There is a mistake among developers, very counter-productive: to try to eradicate minor bugs in complex systems. With this approach, they ultimately lose the ability to detect what is hidden within seemingly error-free systems.

According to Sidney Dekker, a professor at Griffith University, the worst incidents are those that occurred in companies whose safety record was supposedly perfect. He was speaking at the DevOps Enterprise Summit 2017 in San Francisco.

Software bugs: a healthy element

Developing flawless software is certainly a noble goal. But ultimately it can also discourage a company from having an honest approach to communication. "Minimizing this ability to disclose is bad for a company and its business," says Sidney Dekker. If the teams openly share the most complicated bugs, they could ultimately identify bigger flaws.

Kết quả hình ảnh cho công nghệ

There is a middle ground when it comes to standard rules and methods for quality control. Both create good conditions for securing software. However, if you use the wrong measures, you encourage bad behavior.

"This fascination with counting negative events and reporting them is an illusion," he continues. "To understand how complex systems crash, you have to act differently. "

Companies often calculate the number of days without incident. In software development , managers regularly count the number of days that orders did not show any errors. For Sidney Dekker, these two approaches are not very effective.

If a software is not considered perfect, that does not mean that it is not defective. Companies should not give too much importance to small incidents, especially if the system can reveal more critical flaws.

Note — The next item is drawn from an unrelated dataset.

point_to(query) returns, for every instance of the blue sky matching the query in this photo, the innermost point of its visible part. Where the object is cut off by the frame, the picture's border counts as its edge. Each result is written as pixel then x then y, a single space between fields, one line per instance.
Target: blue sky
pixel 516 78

Encourage the culture of responsibility

The next key point is that developers should also consider another element : recurrent - or hidden - errors that are generated even when the results are positive. However, this requires some constraints:
We must be able to say "stop";

Recognize that what has gone well in the past is not a guarantee of success in the future;
This requires a culture that takes into account the diversity of opinions; and
a culture where risk is ubiquitous in discussions.

Learn from what went well

Establishing adequate feedback conditions for the entire company can reduce potential incidents in complex systems. "If we want to understand what's going to go wrong and the reasons for the problem, we should not focus on small bugs and error counting," says Sidney Dekker. 
"Understanding why the system works is the right thing to do. "

But the reality is that there are many more systems that work than others that do not work, says Erik Hollnagel, a university professor in Denmark and expert in resilience. Businesses tend to post-mortems most often when things go wrong.

"To find out why things are really bad, we need to understand why they are doing well," says Dekker. In other words, post-mortems must also identify what is behind the positive aspects.

Abraham Wald, whom many see as one of the founders of operational research during the Second World War, laid the foundation for a method of learning from positive elements in a negative context. For example, he was asked to determine how to optimize the installation of the shield on fighter planes. Shielding is a dead weight on an airplane, and the pilots wanted the bare minimum to maintain these aircraft in flight.

After measuring and counting the impacts on the aircraft, Abraham Wald and his team suggested putting the armor where there were holes. What developers are finally doing today is focusing their attention on where the bugs are happening. Instead, Abraham Wald realized that the armor should be placed where there were no holes. An example to follow.